No dia 05 de junho de 2007, no seminário de Viana de mesmo nome do santo, localizado a Praça da Bíblia, em São Luís foi celebrada uma homenagem a São Bonifácio. Na oportunidade desta celebração, a Diocese de Viana (titular da imagem), o Comitê de Defesa do Patrimônio Histórico, Artístico, Cultural, Paisagístico e do Meio Ambiente de Viana, a Academia Vianense de Letras, a Secretaria de Estado da Cultura e o Museu Histórico assinaram um termo de comodato para a guarda da imagem, que ficou sob a responsabilidade do Museu, em período determinado no contrato. Hoje está completamente restaurada e se encontra no Museu de Arte Sacra do Maranhão.

BIBLIOGRAFIA

ARENZ, Karl Heinz; SILVA, Diogo Costa. “Levar a luz de nossa santa fé aos sertões de muita gentilidade”: fundação e consolidação da Missão Jesuita na Amazônia Portuguesa (século XVII). Belém: Editora Açaí, 2012.

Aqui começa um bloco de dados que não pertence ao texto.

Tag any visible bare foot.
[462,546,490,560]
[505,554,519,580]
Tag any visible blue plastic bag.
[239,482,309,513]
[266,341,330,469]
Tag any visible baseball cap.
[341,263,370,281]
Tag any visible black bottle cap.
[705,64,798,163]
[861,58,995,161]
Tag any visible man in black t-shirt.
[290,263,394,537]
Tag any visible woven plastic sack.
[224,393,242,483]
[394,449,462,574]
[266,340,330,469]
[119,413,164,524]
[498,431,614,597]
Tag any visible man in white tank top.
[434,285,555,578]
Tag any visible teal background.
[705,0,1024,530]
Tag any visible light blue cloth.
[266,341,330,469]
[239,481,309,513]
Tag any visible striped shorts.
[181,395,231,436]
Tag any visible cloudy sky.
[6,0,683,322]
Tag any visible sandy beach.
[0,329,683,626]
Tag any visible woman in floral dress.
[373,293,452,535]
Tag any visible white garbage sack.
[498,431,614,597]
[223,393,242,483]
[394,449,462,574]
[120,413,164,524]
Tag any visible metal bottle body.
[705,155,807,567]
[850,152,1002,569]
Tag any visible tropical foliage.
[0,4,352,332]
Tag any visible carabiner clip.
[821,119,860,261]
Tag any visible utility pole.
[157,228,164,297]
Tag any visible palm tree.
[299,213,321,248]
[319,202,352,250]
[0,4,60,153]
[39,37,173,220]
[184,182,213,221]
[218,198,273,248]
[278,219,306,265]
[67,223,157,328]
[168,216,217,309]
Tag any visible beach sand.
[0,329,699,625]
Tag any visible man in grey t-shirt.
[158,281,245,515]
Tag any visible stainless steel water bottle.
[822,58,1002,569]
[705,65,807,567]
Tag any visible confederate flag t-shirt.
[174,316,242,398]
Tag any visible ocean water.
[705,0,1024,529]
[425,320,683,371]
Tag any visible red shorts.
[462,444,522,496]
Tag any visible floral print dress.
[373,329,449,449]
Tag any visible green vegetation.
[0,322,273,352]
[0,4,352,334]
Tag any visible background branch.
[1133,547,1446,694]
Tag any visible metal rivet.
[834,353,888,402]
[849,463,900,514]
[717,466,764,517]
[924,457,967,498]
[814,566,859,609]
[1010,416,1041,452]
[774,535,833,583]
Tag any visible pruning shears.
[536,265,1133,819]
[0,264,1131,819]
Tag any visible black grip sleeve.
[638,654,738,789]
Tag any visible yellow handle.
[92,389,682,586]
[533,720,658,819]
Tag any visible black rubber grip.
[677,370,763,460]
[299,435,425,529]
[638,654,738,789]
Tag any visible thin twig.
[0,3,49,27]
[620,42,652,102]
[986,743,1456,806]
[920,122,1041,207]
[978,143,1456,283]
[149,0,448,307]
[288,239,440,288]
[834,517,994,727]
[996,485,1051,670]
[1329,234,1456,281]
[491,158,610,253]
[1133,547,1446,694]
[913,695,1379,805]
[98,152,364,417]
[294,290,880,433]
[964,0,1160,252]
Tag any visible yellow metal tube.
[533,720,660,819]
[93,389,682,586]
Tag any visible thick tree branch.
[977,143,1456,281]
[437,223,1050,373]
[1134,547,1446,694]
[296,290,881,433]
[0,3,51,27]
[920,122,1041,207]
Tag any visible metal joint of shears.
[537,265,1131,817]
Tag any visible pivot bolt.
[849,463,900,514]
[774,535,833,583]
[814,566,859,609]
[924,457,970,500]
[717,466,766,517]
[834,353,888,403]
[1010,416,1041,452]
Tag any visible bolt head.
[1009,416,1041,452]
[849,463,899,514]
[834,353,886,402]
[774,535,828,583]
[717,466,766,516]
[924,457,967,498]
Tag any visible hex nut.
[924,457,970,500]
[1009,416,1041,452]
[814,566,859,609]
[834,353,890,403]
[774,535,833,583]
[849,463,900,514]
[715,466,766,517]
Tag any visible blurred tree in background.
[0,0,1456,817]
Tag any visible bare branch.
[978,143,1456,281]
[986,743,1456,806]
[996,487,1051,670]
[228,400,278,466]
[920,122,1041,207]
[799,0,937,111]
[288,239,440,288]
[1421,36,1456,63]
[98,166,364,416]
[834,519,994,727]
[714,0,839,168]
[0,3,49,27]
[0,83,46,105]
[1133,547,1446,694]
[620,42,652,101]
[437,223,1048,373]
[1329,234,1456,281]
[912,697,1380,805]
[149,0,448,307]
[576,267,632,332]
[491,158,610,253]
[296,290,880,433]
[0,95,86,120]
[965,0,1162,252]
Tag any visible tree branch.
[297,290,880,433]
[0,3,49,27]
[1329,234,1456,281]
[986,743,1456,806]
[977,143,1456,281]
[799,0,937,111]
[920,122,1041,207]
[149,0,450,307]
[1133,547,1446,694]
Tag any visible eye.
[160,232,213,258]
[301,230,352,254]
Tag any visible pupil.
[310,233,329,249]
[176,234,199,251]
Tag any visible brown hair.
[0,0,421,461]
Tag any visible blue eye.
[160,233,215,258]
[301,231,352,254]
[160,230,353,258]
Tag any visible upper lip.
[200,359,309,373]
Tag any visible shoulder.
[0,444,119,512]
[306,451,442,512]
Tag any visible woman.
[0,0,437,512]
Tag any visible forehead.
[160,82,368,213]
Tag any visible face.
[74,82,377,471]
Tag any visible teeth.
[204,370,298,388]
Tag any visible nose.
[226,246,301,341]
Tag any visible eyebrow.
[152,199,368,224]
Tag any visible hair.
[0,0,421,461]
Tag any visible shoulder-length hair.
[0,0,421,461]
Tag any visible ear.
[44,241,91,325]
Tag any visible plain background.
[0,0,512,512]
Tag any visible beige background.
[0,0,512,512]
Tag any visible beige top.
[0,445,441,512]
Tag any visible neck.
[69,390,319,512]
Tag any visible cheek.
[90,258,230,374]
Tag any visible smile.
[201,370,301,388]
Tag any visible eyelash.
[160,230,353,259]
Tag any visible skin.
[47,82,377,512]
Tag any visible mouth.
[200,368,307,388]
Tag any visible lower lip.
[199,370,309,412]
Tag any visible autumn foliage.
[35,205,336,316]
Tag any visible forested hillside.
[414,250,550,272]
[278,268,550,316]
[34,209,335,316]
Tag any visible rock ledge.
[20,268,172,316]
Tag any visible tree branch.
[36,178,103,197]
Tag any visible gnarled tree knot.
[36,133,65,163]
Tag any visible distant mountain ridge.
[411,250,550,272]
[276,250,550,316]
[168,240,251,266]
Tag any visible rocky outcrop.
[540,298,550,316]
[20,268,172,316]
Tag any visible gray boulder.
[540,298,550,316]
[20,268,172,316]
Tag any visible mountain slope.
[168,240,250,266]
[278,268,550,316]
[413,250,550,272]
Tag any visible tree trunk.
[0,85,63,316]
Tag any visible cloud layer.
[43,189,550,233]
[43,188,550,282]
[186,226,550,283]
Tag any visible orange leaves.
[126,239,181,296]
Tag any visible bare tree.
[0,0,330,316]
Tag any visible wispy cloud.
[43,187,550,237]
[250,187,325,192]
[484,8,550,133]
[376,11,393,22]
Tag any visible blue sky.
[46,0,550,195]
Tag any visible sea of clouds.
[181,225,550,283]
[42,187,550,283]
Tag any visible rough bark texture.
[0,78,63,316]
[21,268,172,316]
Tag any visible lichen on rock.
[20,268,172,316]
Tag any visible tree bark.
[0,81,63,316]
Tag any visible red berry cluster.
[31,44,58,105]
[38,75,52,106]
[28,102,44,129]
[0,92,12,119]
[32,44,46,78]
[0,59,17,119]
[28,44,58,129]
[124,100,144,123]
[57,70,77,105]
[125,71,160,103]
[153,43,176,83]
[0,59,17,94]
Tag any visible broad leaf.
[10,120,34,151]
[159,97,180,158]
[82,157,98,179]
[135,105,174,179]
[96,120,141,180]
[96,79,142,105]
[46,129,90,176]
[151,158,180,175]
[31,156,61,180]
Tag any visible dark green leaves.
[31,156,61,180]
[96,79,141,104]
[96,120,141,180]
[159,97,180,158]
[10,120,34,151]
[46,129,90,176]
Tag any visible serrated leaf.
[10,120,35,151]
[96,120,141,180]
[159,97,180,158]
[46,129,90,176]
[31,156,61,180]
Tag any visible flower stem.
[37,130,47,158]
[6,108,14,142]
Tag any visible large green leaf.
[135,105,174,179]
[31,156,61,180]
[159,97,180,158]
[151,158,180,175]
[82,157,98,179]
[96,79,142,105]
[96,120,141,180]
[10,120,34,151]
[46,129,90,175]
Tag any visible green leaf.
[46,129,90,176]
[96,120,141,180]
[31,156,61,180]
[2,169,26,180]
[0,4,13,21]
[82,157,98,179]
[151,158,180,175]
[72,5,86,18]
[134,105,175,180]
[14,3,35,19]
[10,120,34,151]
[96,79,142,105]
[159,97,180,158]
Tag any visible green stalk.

CATECISMO DA IGREJA CATÓLICA, 9ª ed. Edições Loyola Petrópolis, RJ: Edições Loyola: 1998.

CAZUMBÁ, São Luís, nº 51, jul./2008, p. 11.

DUBY, Georges. As três ordens ou o Imaginário do Feudalismo. 2ª edição. Lisboa: Editora Estampa: 1994.

LE GOFF, Jacques. As raízes medievais da Europa. 2ª Ed. Petrópolis, RJ: Vozes, 2007.

MEIRELES, Mário M. História do Maranhão. 3ª edição atualizada. São Paulo: Editora Siciliano, 2001.

SILVA F., Olavo Pereira da. Arquitetura Luso-brasileira no Maranhão. 2 ed. Belo Horizonte: 1998.